Estando de volta a Assis, certa noite foi escolhido como senhor pelos seus companheiros para fazer as despesas conforme a sua vontade. Então mandou preparar um suntuoso banquete, como já tinha feito muitas vezes. Após a refeição saíram de casa. Os companheiros iam juntos na frente cantando pela cidade, e ele ia um pouco atrás, levando um bastão como senhor, não cantando mas meditando diligentemente.

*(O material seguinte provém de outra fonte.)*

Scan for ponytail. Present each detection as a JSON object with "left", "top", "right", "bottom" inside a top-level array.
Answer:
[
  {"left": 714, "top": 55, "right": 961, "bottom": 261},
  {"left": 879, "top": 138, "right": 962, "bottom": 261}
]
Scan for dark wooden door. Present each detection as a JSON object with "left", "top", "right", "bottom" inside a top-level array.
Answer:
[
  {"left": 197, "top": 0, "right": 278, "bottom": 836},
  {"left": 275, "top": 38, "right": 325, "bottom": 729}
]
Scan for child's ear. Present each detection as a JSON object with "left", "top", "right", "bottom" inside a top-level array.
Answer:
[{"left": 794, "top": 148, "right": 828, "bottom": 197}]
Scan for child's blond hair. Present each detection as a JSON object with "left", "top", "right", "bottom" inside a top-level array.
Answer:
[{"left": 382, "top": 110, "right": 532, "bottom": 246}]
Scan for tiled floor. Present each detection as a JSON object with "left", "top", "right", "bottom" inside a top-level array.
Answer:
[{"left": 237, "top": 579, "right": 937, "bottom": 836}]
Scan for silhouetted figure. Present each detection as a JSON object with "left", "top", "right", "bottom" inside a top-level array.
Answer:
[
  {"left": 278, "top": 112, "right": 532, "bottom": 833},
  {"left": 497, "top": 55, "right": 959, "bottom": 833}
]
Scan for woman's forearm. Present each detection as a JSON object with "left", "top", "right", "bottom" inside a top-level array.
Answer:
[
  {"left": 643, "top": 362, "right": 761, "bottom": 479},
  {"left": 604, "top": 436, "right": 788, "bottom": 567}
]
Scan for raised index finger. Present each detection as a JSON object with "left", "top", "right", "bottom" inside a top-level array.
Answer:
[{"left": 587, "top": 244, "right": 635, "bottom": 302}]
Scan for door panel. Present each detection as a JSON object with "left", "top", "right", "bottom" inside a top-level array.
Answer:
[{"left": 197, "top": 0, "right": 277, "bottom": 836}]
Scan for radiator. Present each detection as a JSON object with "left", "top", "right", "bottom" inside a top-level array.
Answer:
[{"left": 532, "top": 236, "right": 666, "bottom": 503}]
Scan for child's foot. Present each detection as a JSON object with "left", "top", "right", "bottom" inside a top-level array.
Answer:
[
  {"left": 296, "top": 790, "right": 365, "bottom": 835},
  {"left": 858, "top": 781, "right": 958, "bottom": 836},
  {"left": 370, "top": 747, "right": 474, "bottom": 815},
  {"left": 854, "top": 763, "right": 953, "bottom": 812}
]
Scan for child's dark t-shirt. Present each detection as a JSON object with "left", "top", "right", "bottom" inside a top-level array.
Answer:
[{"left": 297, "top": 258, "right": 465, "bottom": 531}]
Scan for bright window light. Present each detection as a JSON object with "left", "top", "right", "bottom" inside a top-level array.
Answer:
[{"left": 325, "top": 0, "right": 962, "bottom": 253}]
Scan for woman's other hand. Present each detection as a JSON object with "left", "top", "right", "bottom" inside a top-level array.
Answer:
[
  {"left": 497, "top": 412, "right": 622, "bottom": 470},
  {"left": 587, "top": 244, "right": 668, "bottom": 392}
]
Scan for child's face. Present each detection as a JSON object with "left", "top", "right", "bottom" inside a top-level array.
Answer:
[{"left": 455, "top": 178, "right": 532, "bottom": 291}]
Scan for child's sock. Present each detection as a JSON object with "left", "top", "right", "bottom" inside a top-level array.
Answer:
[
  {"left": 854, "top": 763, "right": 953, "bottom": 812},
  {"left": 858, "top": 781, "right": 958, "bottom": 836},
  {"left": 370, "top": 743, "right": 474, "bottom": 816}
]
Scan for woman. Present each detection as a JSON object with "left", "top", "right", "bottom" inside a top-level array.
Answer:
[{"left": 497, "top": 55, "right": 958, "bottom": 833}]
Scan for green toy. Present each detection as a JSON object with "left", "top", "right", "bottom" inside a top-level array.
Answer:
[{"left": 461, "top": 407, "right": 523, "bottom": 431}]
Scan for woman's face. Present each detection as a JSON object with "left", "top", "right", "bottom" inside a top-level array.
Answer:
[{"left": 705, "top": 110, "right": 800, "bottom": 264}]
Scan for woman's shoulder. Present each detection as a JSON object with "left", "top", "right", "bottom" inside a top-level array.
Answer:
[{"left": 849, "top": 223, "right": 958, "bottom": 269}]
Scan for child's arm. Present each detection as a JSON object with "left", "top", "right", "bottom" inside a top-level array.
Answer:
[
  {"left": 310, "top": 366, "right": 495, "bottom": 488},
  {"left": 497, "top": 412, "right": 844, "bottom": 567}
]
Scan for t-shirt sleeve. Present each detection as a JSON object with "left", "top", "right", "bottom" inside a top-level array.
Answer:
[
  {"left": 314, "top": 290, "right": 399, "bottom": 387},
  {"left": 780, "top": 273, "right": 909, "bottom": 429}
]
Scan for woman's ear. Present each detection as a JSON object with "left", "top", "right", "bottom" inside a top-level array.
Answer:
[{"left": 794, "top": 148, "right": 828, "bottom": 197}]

Eis que, de repente, foi visitado pelo Senhor, e seu coração ficou repleto de tanta doçura, que não podia nem falar, nem se mexer, e era incapaz de sentir ou de ouvir outra coisa, a não ser aquela doçura que de tal modo o alienara do sentido carnal que, como ele mesmo disse depois, mesmo se naquele momento fosse cortado em pedaços, não poderia mover-se daquele lugar. Quando os companheiros olharam para trás e o viram tão longe deles, voltaram e, aterrorizados, viram-no como que mudado em um outro homem. E perguntaram-lhe: “Em que pensaste que não vieste conosco? Será que pensaste em te casar?”
Respondeu-lhes com viva voz: “Dissestes a verdade, eu estava pensando em receber a esposa mais nobre, mais rica e mais bela que jamais vistes”. Zombaram dele. Mas ele disse isso não por si mesmo e sim inspirado por Deus; pois essa esposa era a verdadeira religião que abraçou, mais nobre, mais rica e mais bela que as outras pela pobreza. Desde aquela hora começou a considerar-se de pouco valor e a desprezar as coisas que antes tinha amado; mas ainda não plenamente, porque ainda não tinha se desligado de uma vez das vaidades do século.
Aos poucos, porém, subtraindo-se ao tumulto do mundo, procurava guardar Jesus Cristo no seu interior, ia muitas vezes, quase todos os dias, fazer orações em lugar secreto.
Embora no passado sempre tivesse sido benfeitor dos pobres, contudo, desde esse instante, propôs mais firmemente em seu coração que nunca mais negaria uma esmola a nenhum pobre que lhe pedisse por amor de Deus, mas que faria esmolas com maior boa vontade e em maior abundância do que costumava. Por isso sempre dava dinheiro, se podia, a qualquer pobre que lhe pedisse esmola fora de casa. Se estivesse sem dinheiro, dava-lhe o gorro ou o cinto, a fim de não mandá-lo embora vazio. Se nem isto tivesse, ia a algum lugar oculto, tirava a camisa e a mandava para o pobre, para que a levasse por amor de Deus. Comprava também utensílios necessários ao decoro das igrejas e os enviava ainda mais secretamente aos sacerdotes mais pobres.
Quando o pai estava ausente e ele ficava em casa, mesmo que comesse sozinho com a mãe, enchia a mesa de pães como se a preparasse para toda uma família. Quando a mãe lhe perguntava por que punha tantos pães à mesa, respondia que fazia isto para dar esmola aos pobres, porque havia prometido dar esmolas a todos que a pedissem por amor de Deus. A mãe, que o amava mais que a todos os outros filhos, tolerava-o nessas coisas, observando o que era feito por ele e ficando muito admirada com isso em seu coração. Portanto, assim mudado pela graça de Deus, embora ainda estivesse em hábito secular, desejava estar em alguma cidade, onde, desconhecido, pudesse tirar as próprias roupas e vestir as roupas emprestadas de algum pobre, para experimentar pedir esmolas pelo amor de Deus.
Aconteceu que nesse tempo foi a Roma, por causa de uma peregrinação. Entrando na Igreja de São Pedro, observou que as ofertas de certas pessoas eram pequenas e disse consigo mesmo: “Se o Príncipe dos Apóstolos deve ser honrado com magnificência, como é que essa gente faz ofertas tão mesquinhas na igreja onde repousa o seu corpo?” Então pôs a mão na bolsa com muito fervor, tirou-a cheia de moedas e as jogou pela janela do altar, fazendo tanto barulho que todos os que estavam presentes ficaram muito admirados com a magnífica oferta.